State of Extremes
In 2010, Design Museum Holon was inaugurated with The State of Things, an international exhibition that presented design as a landscape of objects. Ten years later, State of Extremes instead describes a condition - that of a world that has changed, and with it, design and design practice.
We live in a state of extremes. Extreme weather, as a result of climate change, is both scorching and inundating the planet with record temperatures, unprecedented wildfires and ever more frequent and severe droughts, storms and floods. Meanwhile, extreme ideologies and political positions are being amplified by the media's news cycles and the echo chamber of the Internet, further polarizing societies already inflamed by extreme, and growing, inequality and resentments. Extremes breed more extremes, creating self-reinforcing cycles of pushback and backlash, and fueling spiraling feedback loops of increasing intensity.

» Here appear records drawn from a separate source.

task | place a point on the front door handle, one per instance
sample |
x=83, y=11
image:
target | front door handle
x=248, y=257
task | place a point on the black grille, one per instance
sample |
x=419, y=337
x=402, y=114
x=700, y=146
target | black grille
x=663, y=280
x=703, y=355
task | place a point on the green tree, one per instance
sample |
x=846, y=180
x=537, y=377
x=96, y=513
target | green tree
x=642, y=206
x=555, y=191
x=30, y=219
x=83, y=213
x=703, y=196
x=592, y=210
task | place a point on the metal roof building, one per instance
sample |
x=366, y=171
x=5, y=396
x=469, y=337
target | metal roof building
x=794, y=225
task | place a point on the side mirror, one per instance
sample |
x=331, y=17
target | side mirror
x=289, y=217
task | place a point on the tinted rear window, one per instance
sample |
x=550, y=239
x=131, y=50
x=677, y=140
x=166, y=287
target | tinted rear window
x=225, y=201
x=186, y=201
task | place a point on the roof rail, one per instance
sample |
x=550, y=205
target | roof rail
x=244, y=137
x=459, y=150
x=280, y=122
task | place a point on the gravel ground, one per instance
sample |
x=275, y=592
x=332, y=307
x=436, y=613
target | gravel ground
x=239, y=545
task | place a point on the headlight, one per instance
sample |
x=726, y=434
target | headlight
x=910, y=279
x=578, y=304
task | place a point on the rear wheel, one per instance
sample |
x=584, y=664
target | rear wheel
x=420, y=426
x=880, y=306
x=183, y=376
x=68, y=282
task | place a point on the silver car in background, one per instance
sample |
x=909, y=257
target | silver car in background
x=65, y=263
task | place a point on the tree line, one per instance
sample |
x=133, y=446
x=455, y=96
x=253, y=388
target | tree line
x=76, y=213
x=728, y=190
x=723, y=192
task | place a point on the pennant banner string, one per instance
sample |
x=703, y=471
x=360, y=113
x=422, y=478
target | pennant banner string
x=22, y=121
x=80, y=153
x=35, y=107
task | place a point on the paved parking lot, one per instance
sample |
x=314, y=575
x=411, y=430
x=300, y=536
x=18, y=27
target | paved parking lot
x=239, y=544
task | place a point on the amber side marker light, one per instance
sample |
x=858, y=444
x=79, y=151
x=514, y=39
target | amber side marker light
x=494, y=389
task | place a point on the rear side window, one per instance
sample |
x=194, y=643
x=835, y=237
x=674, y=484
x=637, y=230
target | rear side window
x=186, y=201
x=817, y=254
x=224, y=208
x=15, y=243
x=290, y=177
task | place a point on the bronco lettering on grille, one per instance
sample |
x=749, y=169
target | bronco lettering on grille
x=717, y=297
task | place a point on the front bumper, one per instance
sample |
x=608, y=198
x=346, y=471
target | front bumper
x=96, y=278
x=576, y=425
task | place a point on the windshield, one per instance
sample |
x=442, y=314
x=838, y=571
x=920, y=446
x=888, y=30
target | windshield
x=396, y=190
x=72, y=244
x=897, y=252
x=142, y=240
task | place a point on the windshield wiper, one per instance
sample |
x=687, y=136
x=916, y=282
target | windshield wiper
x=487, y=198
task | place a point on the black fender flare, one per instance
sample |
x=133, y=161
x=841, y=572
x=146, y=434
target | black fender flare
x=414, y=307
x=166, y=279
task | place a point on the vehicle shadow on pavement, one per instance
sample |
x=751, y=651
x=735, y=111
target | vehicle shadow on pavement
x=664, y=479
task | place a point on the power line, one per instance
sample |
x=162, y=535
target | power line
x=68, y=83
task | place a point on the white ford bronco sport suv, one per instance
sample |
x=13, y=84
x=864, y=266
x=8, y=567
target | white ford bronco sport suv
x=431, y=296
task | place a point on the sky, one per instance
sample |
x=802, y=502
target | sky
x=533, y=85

Moreover, science, technology and the human imagination are opening new possibilities that pose existential questions about what it means to be human, what is natural and artificial, and how we might adapt to "new normals" whose full implications we do not yet understand. Extremes, after all, are relative; what seems extreme today may become routine tomorrow.
State of Extremes aims to show the potential of design to reveal, critique, resist, mitigate (and, yes, sometimes exacerbate) extremes and the mechanisms that drive them. At a time when our technologies, power structures and impact on the planet are engendering ever more extreme scenarios, we hope "State of Extremes" might serve as a call for moderation.